In Looking Backward, one of Julian West’s primary questions regarding the new society is if human nature has changed to allow for such a communal society. His “outdated” mode of thinking was based on a capitalistic society run on the basis that each individual works for his own benefit. In the three new utopias though, members of society only work for the society. Howells, on page 305, describes it as “a family, rather than a nation like yours.”
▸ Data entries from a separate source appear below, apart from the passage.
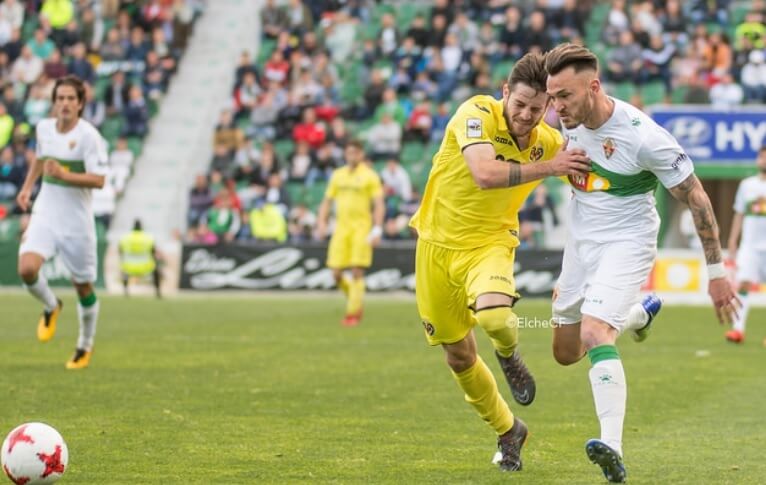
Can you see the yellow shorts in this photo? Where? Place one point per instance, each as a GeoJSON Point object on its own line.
{"type": "Point", "coordinates": [349, 248]}
{"type": "Point", "coordinates": [448, 281]}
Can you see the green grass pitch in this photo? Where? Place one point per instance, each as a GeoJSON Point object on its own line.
{"type": "Point", "coordinates": [238, 389]}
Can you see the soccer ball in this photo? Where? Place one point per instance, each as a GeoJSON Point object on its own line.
{"type": "Point", "coordinates": [34, 453]}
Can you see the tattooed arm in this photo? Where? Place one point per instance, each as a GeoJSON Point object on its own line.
{"type": "Point", "coordinates": [691, 193]}
{"type": "Point", "coordinates": [721, 291]}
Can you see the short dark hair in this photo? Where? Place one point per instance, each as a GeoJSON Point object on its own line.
{"type": "Point", "coordinates": [570, 55]}
{"type": "Point", "coordinates": [530, 70]}
{"type": "Point", "coordinates": [72, 81]}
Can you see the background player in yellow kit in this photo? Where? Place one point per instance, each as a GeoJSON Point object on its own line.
{"type": "Point", "coordinates": [358, 196]}
{"type": "Point", "coordinates": [493, 154]}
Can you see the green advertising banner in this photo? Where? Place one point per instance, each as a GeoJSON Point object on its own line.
{"type": "Point", "coordinates": [53, 269]}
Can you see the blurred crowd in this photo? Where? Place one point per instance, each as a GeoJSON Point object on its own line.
{"type": "Point", "coordinates": [391, 73]}
{"type": "Point", "coordinates": [125, 50]}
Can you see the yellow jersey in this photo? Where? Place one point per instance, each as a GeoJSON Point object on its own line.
{"type": "Point", "coordinates": [353, 192]}
{"type": "Point", "coordinates": [455, 213]}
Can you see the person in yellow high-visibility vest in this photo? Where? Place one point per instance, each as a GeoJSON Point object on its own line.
{"type": "Point", "coordinates": [139, 257]}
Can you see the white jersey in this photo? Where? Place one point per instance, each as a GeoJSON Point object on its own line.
{"type": "Point", "coordinates": [629, 153]}
{"type": "Point", "coordinates": [751, 202]}
{"type": "Point", "coordinates": [65, 208]}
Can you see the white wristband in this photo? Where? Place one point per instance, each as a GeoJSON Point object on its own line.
{"type": "Point", "coordinates": [715, 271]}
{"type": "Point", "coordinates": [375, 233]}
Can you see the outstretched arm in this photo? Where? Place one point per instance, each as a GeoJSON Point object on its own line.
{"type": "Point", "coordinates": [721, 291]}
{"type": "Point", "coordinates": [489, 173]}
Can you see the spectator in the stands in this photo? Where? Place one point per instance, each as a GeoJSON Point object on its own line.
{"type": "Point", "coordinates": [273, 19]}
{"type": "Point", "coordinates": [6, 126]}
{"type": "Point", "coordinates": [300, 161]}
{"type": "Point", "coordinates": [94, 110]}
{"type": "Point", "coordinates": [13, 105]}
{"type": "Point", "coordinates": [223, 219]}
{"type": "Point", "coordinates": [37, 105]}
{"type": "Point", "coordinates": [113, 49]}
{"type": "Point", "coordinates": [27, 68]}
{"type": "Point", "coordinates": [54, 67]}
{"type": "Point", "coordinates": [116, 94]}
{"type": "Point", "coordinates": [310, 130]}
{"type": "Point", "coordinates": [227, 133]}
{"type": "Point", "coordinates": [324, 164]}
{"type": "Point", "coordinates": [418, 31]}
{"type": "Point", "coordinates": [419, 123]}
{"type": "Point", "coordinates": [11, 175]}
{"type": "Point", "coordinates": [41, 45]}
{"type": "Point", "coordinates": [753, 77]}
{"type": "Point", "coordinates": [136, 113]}
{"type": "Point", "coordinates": [80, 66]}
{"type": "Point", "coordinates": [121, 164]}
{"type": "Point", "coordinates": [263, 117]}
{"type": "Point", "coordinates": [726, 93]}
{"type": "Point", "coordinates": [299, 19]}
{"type": "Point", "coordinates": [138, 46]}
{"type": "Point", "coordinates": [657, 59]}
{"type": "Point", "coordinates": [385, 138]}
{"type": "Point", "coordinates": [301, 222]}
{"type": "Point", "coordinates": [617, 22]}
{"type": "Point", "coordinates": [276, 68]}
{"type": "Point", "coordinates": [200, 200]}
{"type": "Point", "coordinates": [13, 12]}
{"type": "Point", "coordinates": [624, 62]}
{"type": "Point", "coordinates": [267, 222]}
{"type": "Point", "coordinates": [91, 29]}
{"type": "Point", "coordinates": [717, 58]}
{"type": "Point", "coordinates": [396, 180]}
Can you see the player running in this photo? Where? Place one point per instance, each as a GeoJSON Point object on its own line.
{"type": "Point", "coordinates": [354, 188]}
{"type": "Point", "coordinates": [613, 235]}
{"type": "Point", "coordinates": [750, 222]}
{"type": "Point", "coordinates": [72, 159]}
{"type": "Point", "coordinates": [493, 154]}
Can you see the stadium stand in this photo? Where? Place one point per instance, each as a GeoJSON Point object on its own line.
{"type": "Point", "coordinates": [126, 51]}
{"type": "Point", "coordinates": [392, 73]}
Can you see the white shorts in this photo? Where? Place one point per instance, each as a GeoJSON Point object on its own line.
{"type": "Point", "coordinates": [77, 252]}
{"type": "Point", "coordinates": [751, 265]}
{"type": "Point", "coordinates": [601, 280]}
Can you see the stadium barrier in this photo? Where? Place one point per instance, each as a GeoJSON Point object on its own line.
{"type": "Point", "coordinates": [301, 267]}
{"type": "Point", "coordinates": [53, 269]}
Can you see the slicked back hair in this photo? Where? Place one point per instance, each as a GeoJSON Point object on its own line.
{"type": "Point", "coordinates": [570, 55]}
{"type": "Point", "coordinates": [530, 70]}
{"type": "Point", "coordinates": [74, 82]}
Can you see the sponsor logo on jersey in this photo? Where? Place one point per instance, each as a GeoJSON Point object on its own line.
{"type": "Point", "coordinates": [481, 108]}
{"type": "Point", "coordinates": [473, 128]}
{"type": "Point", "coordinates": [536, 153]}
{"type": "Point", "coordinates": [589, 183]}
{"type": "Point", "coordinates": [679, 160]}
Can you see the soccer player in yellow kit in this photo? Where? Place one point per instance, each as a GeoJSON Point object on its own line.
{"type": "Point", "coordinates": [355, 188]}
{"type": "Point", "coordinates": [493, 154]}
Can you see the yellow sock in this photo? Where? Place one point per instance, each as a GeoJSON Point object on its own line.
{"type": "Point", "coordinates": [502, 328]}
{"type": "Point", "coordinates": [480, 389]}
{"type": "Point", "coordinates": [343, 284]}
{"type": "Point", "coordinates": [355, 296]}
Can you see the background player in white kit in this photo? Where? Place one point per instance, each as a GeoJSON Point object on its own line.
{"type": "Point", "coordinates": [613, 234]}
{"type": "Point", "coordinates": [750, 221]}
{"type": "Point", "coordinates": [72, 158]}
I do not believe that such utopias are feasible. In News from Nowhere, on page 278, Morris writes “people found out what they were fit for, and gave up attempting to push themselves into occupations in which they must needs fail.” In A Traveler from Altruria , on page 394, Howells writes, “with our absolute economic equality, there can be no ambition.” What Howells and Morris note as an attribute in his society, I see as the most basic flaw. Not just from a capitalistic standpoint, but from common logic, even if workers work to their fullest ability, having no ambition will only result in a stagnant economy and a lackluster culture. Clearly, such societies would face many difficulties if actually implemented if human nature is indeed unchanged. However, because it seems like most utopias are indeed based on “absolute… equality,” I am wondering if I am missing a key point that will make equality feasible, or if these utopias are merely dreams and not meant to be implemented.